La Cia soddisfatta per l’annuncio della Commissione europea sull’avvio della procedura d’infrazione, per presunta violazione del principio di libera circolazione delle merci e distorsione del mercato interno. Lo schema di etichettatura nutrizionale a semaforo è semplicistico e fuorviante: non esistono cibi “buoni” o “cattivi”, ma solo regimi alimentari corretti e non. Così si confonde ancora di più il consumatore e si penalizzano molti prodotti Dop e Igp.

 

Finalmente la Commissione Ue ha dato il via alla procedura d’infrazione nei confronti della Gran Bretagna per l’etichetta a semaforo. Lo afferma la Cia-Confederazione italiana agricoltori, spiegando che “da subito l’organizzazione è stata fortemente contraria a questo schema, che non solo è semplicistico e fuorviante, ma mette a rischio circa un terzo dei prodotti ‘made in Italy’ esportati oltre Manica, per un valore di quasi 800 milioni di euro”.

L’etichetta in questione -ricorda la Cia- classifica gli alimenti con il verde, il giallo o il rosso in base al contenuto di sale, zucchero, grassi e grassi saturi presente in 100 grammi di prodotto. Ma “schedare” cibi e bevande in questo modo è pericoloso, perché si offre al consumatore soltanto un’informazione parziale ed erronea che non tiene più conto della dieta complessiva.
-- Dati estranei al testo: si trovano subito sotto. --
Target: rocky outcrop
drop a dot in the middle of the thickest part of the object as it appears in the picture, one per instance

Lo schema a semaforo, cioè, fornisce un giudizio semplicistico e distorto sul singolo alimento -evidenzia la Cia- cancellando l’assunto universalmente riconosciuto dal mondo scientifico che non esistono cibi “buoni” e “cattivi”, ma piuttosto regimi alimentari corretti o meno a seconda del modo in cui gli alimenti vengono integrati tra loro quotidianamente.

            Senza contare che l’utilizzo di questo tipo di etichetta minaccia seriamente il nostro export agroalimentare in Gran Bretagna, pari a oltre 2,5 miliardi di euro l’anno -osserva la Cia-. Il latte ad esempio, a causa del suo tenore in grassi, avrebbe il semaforo rosso, così come l’olio d’oliva, i formaggi, i salumi, la frutta secca e tutti i grandi prodotti Dop e Igp quali ad esempio Grana Padano, Parmigiano Reggiano, Prosciutto di Parma, San Daniele.